Meditation and Exercise
Exercise has it’s own section in my outer circle, but I find that the best time to meditate is when I exercise. When I just sit and meditate I tend toward the maudlin and self-pitying self talk that used to lead me right to Internet porn. Or to the fridge. It’s better if I just walk. Today I walked with the dog and listened to a book about the brave new world of databases and statistics. Stuff like that helps me feel connected and grounded in a world that makes sense. Other times I listen to music and let my mind wander. I like Richard Stolzman’s Begin Sweet World, which I played for my children before they were born, putting the earphones on my belly. Angels & Airwaves, We Don’t Have to Whisper this is really meaningful to me because I shared it with my abusive therapist (he loved it) and it reminds me of how far I’ve come. It was a deliberate choice on my part to keep this cd (a good therapist helped me decide). He tainted a lot, from my sexuality to my leather jacket and I’m grateful because there are somethings that have been too spoiled for me to be able to reclaim.
We are Special
Who am I? How did I get here? Why am I a sex addict? Ask the big questions and you cannot avoid a spiritual experience. Whether you know it or not, you are part of something wonderfully rare. “Our planet is a lonely speck in the great enveloping cosmic dark. In our obscurity in all this vastness there is no hint that help will come from elsewhere to save us from ourselves.” How can you not feel moved when you hear Carl Sagan reading The Pale Blue Dot? Life is rare. You are special.
We are Not a Glum Lot (I Fart in Your General Direction)

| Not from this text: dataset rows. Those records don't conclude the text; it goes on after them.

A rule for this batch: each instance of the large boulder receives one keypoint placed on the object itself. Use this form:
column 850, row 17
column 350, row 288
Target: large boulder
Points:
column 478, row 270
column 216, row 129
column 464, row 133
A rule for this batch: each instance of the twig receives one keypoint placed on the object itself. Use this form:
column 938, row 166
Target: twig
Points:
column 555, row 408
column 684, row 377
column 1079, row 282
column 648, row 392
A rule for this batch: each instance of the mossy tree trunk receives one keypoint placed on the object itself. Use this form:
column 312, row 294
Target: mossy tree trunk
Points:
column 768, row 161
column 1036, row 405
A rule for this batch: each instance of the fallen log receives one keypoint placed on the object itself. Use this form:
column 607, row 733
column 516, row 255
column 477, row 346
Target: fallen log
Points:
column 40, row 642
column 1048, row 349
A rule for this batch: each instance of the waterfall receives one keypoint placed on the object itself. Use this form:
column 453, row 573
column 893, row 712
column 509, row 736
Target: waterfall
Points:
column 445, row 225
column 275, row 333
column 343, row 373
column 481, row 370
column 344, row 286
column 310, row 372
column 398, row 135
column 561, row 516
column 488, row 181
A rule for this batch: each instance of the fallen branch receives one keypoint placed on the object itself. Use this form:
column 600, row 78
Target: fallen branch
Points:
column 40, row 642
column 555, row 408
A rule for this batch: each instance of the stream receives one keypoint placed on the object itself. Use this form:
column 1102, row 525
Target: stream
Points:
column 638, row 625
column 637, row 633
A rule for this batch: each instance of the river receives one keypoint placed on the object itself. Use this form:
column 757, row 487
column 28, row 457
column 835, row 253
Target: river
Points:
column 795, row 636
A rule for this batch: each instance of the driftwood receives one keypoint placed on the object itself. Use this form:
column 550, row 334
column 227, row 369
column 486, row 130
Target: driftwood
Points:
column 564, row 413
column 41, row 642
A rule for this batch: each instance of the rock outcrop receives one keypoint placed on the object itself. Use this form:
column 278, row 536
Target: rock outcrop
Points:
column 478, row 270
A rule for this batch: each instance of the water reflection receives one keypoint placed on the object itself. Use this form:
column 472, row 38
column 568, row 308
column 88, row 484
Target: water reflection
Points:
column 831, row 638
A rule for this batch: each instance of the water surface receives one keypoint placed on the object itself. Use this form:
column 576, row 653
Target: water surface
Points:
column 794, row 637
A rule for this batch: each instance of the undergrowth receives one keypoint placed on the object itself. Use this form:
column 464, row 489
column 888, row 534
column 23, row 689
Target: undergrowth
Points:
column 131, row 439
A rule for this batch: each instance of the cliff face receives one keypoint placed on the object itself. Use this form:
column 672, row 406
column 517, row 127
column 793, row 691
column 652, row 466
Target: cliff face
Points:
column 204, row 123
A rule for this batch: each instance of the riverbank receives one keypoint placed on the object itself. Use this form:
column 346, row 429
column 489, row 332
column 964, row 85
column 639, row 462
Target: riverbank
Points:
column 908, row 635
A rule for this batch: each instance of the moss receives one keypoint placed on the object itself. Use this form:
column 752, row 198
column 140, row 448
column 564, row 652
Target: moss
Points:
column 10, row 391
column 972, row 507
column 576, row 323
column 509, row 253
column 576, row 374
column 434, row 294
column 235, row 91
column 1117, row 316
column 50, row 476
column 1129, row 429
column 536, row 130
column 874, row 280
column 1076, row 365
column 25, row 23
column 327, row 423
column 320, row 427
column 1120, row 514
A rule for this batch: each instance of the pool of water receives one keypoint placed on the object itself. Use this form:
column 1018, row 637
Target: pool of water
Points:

Feeling your feelings means feeling all of them, including joy. Laughing long and hard is most definitely a spiritual exercise. One of the most wonderful group experiences I ever had was at a community building seminar inspired by Scott Peck’s book, A Different Drum. After dinner someone pulled out a guitar and started singing some sad tunes. It had been an emotionally draining day because several people had shared some deeply painful personal experiences. One man was mourning the death of his newborn daughter who lived only a few hours after her birth. They’d had her funeral only a few weeks ago. He hadn’t wanted to come but his wife had insisted. That man and I were sitting in the room across from each other and – it’s still bizarre to me – when our eyes met, we both started laughing. I remember being SO embarrassed! I didn’t want to be insensitive but I couldn’t stop laughing. We were laughing so hard people started coming by to see what the hell was going on. They stayed and started laughing too. Eventually we had the entire group of 40 or so people there laughing. It was the single best “religious” experience I’ve ever had. Although I haven’t been able to repeat that experience, I still try to set the stage for laughter. Invite a bunch of friends over and watch Napoleon Dynamite or Monty Python. Your mother is a hamster and your father smells of elderberries!
I hope I’ve given you some ideas that will enhance your spiritual practices, regardless of your belief system. Be well.